Table information for 'gdr2ap.main'

General

This table is available for ADQL queries and through the TAP endpoint.

Resource Description: We estimated the stellar astrophysical parameters of 120 million stars over the entire sky that have Gaia parallax and photometry from Gaia DR2, 2MASS, and AllWISE. We provide estimates of log age, log mass, log temperature, log luminosity, log surface gravity, distance modulus, dust extinction (A0), and average grain size (R0) along the lines of sight.

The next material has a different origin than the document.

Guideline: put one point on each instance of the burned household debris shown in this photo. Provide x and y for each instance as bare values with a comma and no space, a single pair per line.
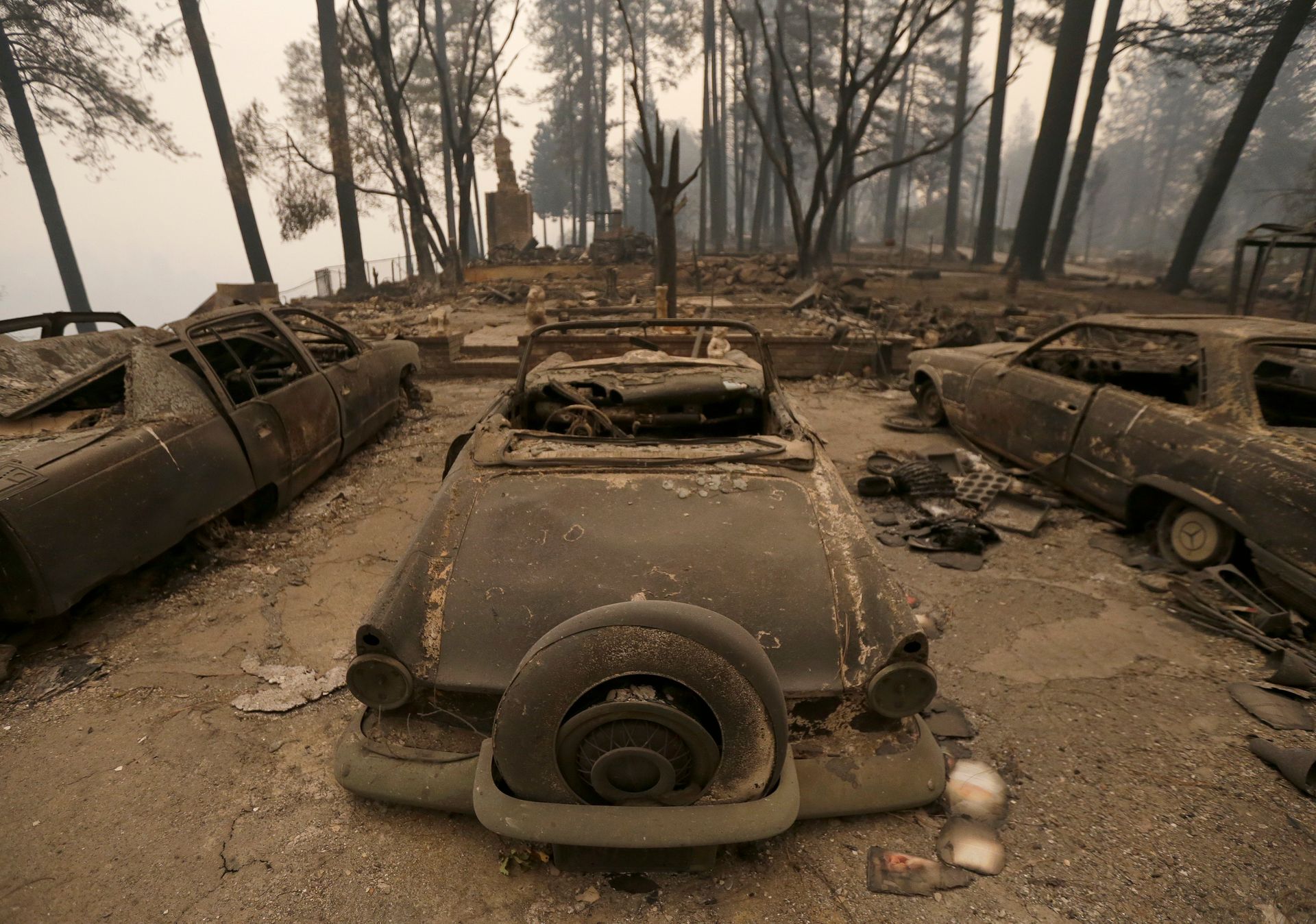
644,712
116,444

In contrast with other catalogs, we do not use a Galactic model as prior but weakly informative ones. Our estimate and uncertainties are quantiles, so they are invariant under monotonic transformations (e.g., log, exp). This means that one can use our median estimate to obtain the median distance or temperature, for instance, and likewise for the uncertainties.

For a list of all services and tables belonging to this table's resource, see Information on resource 'Astrophysical parameters from Gaia DR2, 2MASS and AllWise'

Citing this table

This table has an associated publication. If you use data from it, it may be appropriate to reference 2022arXiv220103252F (ADS BibTeX entry for the publication) either in addition to or instead of the service reference.

To cite the table as such, we suggest the following BibTeX entry:

@MISC{vo:gdr2ap_main,
  year=2021,
  title={Astrophysical parameters from Gaia DR2, {2MASS} and {AllWise}},
  author={Fouesneau, M. and Andrae, R. and Dharmawardena, T. and Rybizki, J. and Bailer-Jones, C. A. L. and Demleitner, M.},
  url={http://dc.zah.uni-heidelberg.de/tableinfo/gdr2ap.main},
  howpublished={{VO} resource provided by the {GAVO} Data Center}
}

Resource Documentation

The full dataset is available in VAEX-style HDF5, suited in particular for visualisation-intensive all-sky analyses. This dump is about 100 gigabytes in size: http://dc.zah.uni-heidelberg.de/gdr2ap/q/download.

Columns

Sorted by DB column index. [Sort alphabetically]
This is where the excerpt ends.